Das war die Woche in Berlin I

Weniger Polemik, bitte

Die Initiative Volksentscheid Fahrrad entschuldigt sich für eine Pressemitteilung. Sie sollte grundsätzlich ein bisschen weniger zuspitzen.

Immer wieder werden Radfahrer von Lkws getötet oder schwer verletzt – hier 2015 in Spandau Foto: dpa

Sich menschlich im Ton zu vergreifen, ist keine gute Idee für eine politische Initiative, die auf d ie Sympathie der Bevölkerung angewiesen ist. Deswegen ist es nachvollziehbar, dass sich die AktivistInnen vom Volksentscheid Fahrrad am Mittwoch bei Verkehrsstaatssekretär Christian Gaebler (SPD) entschuldigt haben.

Hintergrund war die Reaktion auf eine in Moabit von einem Lastwagen getötete 32-Jährige: „Politik tötet Radfahrerin“, hieß es da bei Heinrich Strößenreuther, und der spiritus rector der Initiative twitterte noch eine Statistik zu verletzten RadlerInnen hinterher, Begleittext: „Senatsversagen, denn in Amtszeit Hr. Gaebler sind 25–30 % mehr Radfahrer verletzt ohne Trendumkehr.“

Dass Strößenreuther und Gaebler in inniger Abneigung verbunden sind, ist bekannt, aber so viel Personalisierung ging anderen RadaktivistInnen offenbar zu weit – daher die Entschuldigung, die in Ordnung geht. Auch wenn es gesteigerter Böswilligkeit bedarf, um aus dem zugespitzten politischen Statement einen konkreten Vorwurf des Totschlags herauszulesen.

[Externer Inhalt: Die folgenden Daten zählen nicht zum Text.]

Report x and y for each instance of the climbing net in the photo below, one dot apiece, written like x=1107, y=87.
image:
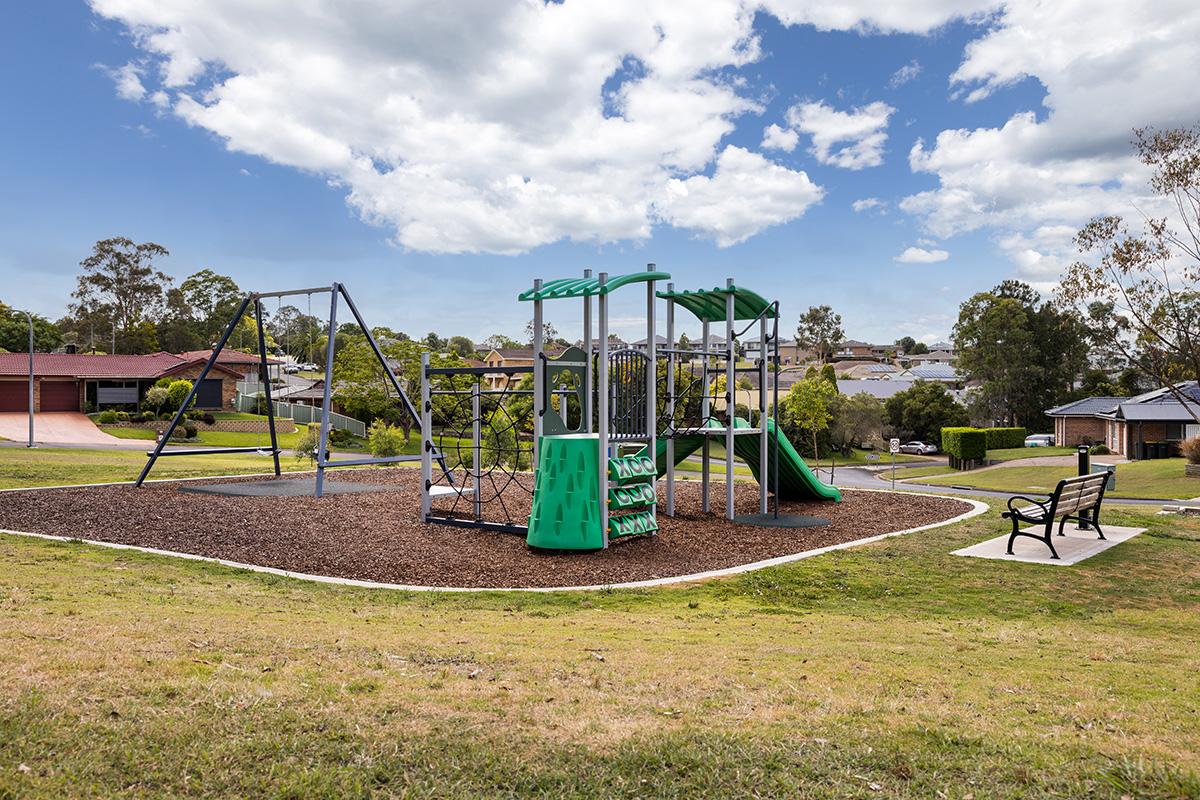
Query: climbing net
x=481, y=420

Was wirklich problematisch ist – und womit sich Strößenreuther einmal auseinandersetzen sollte – ist dessen Neigung, für eine mediale Pointe auch mal unsauber zu argumentieren. Hier waren es die „25–30 %“, die sich nur ergeben, weil im Ausreißer-Jahr 2010 aufgrund eines sehr kalten Winter s deutlich weniger Radunfälle als sonst registriert wurden. Es trauten sich einfach viel weniger auf die Straße.

Strößenreuther räumt das ein und sagt, es habe aber bei den Unfällen „keine Trendumkehr“ gegeben. Berücksichtigt man, dass – wie die Initiative selbst betont – immer mehr Radlerinnen unterwegs sind, wackelt auch diese Betrachtungsweise.

Etwas weniger Polemik täte dem Volksentscheid Fahrrad gut. Die besseren Argumente hat er ohnehin.